Other members of Israel's ruling coalition offered other sentiments. Zvika Fogel, of the ultra-nationalist Otzma Yehudit, said he saw the violence "in a very good light" in response to a question on Army Radio in which the interviewer referred to the rampage as a 'pogrom'. After the IDF killed Kharousha and others on 7 March, Palestinian factions called for an escalation of "armed resistance" and revenge.

====Investigation====
On 1 March, Israeli Attorney General Gali Baharav-Miara opened an investigation into lawmaker Zvika Fogel of the far-right Otzma Yehudit party and a member of the Israeli government coalition on "suspicion of incitement to terrorism"; Fogel had publicly supported the rampage. 22 Israeli legal experts wrote to the attorney general to investigate pro-settler government MKs, including far-right minister Bezalel Smotrich, for "inducing war crimes" by their public support for the riots. Going further, Smotrich, when asked why he liked a tweet by Samaria Regional Council deputy mayor Davidi Ben Zion calling "to wipe out the village of Huwara today", said "Because I think the village of Huwara needs to be wiped out. I think the State of Israel should do it."

===Palestinian===
Palestinian President Mahmoud Abbas criticized events as "the terrorist acts carried out by settlers under the protection of the occupation forces tonight," and blamed the Israeli government. One Palestinian witness said the event was "one of the most shocking attacks on Palestinian civilians from Israeli settlers in recent years", referred to it as a "pogrom", and called for the international community "to stop supporting Israel until it ends its military occupation."

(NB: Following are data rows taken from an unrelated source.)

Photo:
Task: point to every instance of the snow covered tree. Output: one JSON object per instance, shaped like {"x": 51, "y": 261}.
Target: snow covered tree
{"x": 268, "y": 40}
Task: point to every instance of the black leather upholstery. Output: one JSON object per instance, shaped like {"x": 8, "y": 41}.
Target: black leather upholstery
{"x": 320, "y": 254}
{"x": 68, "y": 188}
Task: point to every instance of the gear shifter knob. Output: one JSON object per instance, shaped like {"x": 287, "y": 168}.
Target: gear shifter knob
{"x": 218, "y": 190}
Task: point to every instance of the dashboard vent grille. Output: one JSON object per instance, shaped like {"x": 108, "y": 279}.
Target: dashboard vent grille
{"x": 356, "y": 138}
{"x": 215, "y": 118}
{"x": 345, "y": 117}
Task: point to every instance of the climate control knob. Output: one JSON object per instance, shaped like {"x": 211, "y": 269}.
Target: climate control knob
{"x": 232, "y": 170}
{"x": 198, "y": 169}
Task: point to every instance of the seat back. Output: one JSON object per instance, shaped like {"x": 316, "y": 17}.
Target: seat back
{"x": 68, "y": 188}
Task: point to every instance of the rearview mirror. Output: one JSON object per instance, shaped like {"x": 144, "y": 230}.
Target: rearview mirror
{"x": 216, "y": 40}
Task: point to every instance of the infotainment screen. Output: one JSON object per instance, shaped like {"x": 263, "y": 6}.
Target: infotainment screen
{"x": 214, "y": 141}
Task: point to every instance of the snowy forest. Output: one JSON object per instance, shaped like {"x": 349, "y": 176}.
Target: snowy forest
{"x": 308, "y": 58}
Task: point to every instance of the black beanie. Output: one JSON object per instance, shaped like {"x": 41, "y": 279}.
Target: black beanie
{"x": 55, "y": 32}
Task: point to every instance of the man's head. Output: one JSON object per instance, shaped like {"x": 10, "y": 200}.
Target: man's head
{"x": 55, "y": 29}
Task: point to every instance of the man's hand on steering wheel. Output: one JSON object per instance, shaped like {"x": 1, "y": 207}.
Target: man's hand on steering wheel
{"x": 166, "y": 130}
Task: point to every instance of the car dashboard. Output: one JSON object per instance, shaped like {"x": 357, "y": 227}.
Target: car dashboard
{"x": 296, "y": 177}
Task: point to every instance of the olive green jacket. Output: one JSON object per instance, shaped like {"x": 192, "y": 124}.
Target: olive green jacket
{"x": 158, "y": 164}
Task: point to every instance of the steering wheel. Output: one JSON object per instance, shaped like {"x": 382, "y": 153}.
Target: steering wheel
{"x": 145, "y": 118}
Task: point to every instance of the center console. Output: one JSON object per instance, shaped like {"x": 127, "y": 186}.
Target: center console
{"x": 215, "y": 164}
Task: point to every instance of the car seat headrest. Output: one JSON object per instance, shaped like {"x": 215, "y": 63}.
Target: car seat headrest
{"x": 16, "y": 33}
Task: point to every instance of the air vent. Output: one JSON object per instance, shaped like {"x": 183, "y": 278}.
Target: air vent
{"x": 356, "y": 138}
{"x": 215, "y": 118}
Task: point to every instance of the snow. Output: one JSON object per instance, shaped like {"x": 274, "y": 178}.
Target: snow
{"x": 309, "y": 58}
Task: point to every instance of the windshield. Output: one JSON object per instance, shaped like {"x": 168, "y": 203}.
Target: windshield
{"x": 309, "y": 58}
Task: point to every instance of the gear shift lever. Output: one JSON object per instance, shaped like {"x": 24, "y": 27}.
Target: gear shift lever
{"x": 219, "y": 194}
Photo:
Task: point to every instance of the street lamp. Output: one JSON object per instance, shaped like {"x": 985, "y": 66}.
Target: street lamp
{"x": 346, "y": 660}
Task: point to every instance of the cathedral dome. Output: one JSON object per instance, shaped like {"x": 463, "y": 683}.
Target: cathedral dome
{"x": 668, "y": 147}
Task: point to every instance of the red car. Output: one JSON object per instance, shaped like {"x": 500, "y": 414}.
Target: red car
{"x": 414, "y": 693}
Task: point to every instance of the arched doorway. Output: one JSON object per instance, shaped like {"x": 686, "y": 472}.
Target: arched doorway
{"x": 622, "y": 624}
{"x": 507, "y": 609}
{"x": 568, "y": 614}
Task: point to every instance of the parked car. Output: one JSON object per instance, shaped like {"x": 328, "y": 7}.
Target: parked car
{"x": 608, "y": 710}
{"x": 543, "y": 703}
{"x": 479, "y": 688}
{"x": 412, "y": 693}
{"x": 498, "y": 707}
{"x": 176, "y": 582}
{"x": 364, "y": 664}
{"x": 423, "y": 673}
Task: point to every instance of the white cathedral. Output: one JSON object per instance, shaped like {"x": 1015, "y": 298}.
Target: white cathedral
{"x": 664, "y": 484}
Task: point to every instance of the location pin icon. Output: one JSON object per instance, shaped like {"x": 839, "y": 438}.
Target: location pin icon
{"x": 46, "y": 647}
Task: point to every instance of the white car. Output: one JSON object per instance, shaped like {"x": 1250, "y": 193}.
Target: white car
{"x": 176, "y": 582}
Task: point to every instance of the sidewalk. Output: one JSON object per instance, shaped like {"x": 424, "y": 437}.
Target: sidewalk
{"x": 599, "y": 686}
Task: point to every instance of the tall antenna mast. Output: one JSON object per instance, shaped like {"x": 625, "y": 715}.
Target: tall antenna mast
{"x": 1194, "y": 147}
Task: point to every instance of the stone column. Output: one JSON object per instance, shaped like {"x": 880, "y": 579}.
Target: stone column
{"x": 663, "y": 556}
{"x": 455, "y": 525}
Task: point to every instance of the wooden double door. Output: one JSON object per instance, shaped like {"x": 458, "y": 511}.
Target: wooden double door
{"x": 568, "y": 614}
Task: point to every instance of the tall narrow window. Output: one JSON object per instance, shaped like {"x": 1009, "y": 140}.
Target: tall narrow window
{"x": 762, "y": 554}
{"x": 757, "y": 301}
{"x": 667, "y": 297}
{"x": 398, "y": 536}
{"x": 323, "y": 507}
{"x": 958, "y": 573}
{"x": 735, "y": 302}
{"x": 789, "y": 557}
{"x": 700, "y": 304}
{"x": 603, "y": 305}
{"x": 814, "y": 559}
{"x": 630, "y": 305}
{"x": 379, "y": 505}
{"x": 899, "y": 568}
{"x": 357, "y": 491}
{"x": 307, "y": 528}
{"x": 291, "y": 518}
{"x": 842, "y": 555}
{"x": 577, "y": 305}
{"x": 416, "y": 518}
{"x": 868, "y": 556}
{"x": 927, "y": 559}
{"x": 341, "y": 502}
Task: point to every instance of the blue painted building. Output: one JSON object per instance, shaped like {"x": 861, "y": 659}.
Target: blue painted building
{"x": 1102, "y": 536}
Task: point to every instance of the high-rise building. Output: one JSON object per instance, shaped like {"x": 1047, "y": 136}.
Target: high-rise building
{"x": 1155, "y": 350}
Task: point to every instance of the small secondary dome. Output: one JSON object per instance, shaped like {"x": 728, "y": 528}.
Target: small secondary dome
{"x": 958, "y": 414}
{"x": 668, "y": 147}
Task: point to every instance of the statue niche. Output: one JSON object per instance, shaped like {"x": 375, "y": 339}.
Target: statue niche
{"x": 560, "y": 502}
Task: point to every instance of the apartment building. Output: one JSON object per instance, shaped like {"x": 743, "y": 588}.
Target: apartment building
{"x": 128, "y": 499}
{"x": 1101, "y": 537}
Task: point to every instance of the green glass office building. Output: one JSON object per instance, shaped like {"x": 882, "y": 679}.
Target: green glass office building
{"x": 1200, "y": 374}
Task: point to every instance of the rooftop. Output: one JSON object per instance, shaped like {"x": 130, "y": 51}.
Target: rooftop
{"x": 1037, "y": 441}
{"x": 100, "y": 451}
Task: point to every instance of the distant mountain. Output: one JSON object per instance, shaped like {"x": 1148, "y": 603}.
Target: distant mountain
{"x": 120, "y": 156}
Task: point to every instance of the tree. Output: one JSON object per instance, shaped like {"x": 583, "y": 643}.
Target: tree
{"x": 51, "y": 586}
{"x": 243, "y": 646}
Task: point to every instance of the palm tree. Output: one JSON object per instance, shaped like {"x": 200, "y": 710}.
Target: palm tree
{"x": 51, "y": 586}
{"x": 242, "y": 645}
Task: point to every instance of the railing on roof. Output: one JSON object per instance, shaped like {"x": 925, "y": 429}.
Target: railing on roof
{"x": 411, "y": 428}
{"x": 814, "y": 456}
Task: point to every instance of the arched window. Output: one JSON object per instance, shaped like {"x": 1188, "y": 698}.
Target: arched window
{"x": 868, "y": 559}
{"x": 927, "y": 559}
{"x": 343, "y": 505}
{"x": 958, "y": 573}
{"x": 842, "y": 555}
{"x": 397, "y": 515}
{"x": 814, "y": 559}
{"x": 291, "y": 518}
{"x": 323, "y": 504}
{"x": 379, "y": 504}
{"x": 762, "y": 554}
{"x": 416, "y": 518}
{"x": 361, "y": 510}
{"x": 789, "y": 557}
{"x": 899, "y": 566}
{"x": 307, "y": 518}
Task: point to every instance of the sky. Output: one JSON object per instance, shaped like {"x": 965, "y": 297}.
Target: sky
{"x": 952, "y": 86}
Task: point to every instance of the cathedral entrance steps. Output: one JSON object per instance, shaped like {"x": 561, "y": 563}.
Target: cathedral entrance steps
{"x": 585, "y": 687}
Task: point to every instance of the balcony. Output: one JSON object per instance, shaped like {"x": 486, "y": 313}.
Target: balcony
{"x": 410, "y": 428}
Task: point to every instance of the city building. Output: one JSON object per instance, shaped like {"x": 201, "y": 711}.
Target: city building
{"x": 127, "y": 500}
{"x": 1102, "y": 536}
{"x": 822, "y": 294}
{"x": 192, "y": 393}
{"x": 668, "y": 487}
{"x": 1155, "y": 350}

By the evening of 26 February, Israeli and Palestinian officials released a joint statement emphasizing "the importance of de-escalation on the ground and preventing further violence." Israel pledged not to approve new housing units in the West Bank for four months. The two parties agreed to examine the renewal of security cooperation and to establish a joint committee to explore economic measures Israel could take for the Palestinians. The attack came juxtaposed against a joint declaration earlier that day in Aqaba, Jordan, by Israeli and Palestinian officials expressing a desire to work towards calming the latest round of violence.

===International===
The European Union noted its alarm at the violence called on authorities on both sides "stop this endless cycle of violence." The UK ambassador to Israel called on Israel to address the settler violence and bring those responsible to justice.

US State Department spokesman Ned Price said violence underscored "the imperative to immediately de-escalate tensions in words and deeds."

CNN published an investigation on June 15 finding that Israeli forces both failed to stop the riots nor protect residents against settler violence. A soldier told the network that soldiers and border police did nothing, "We just let them continue to advance".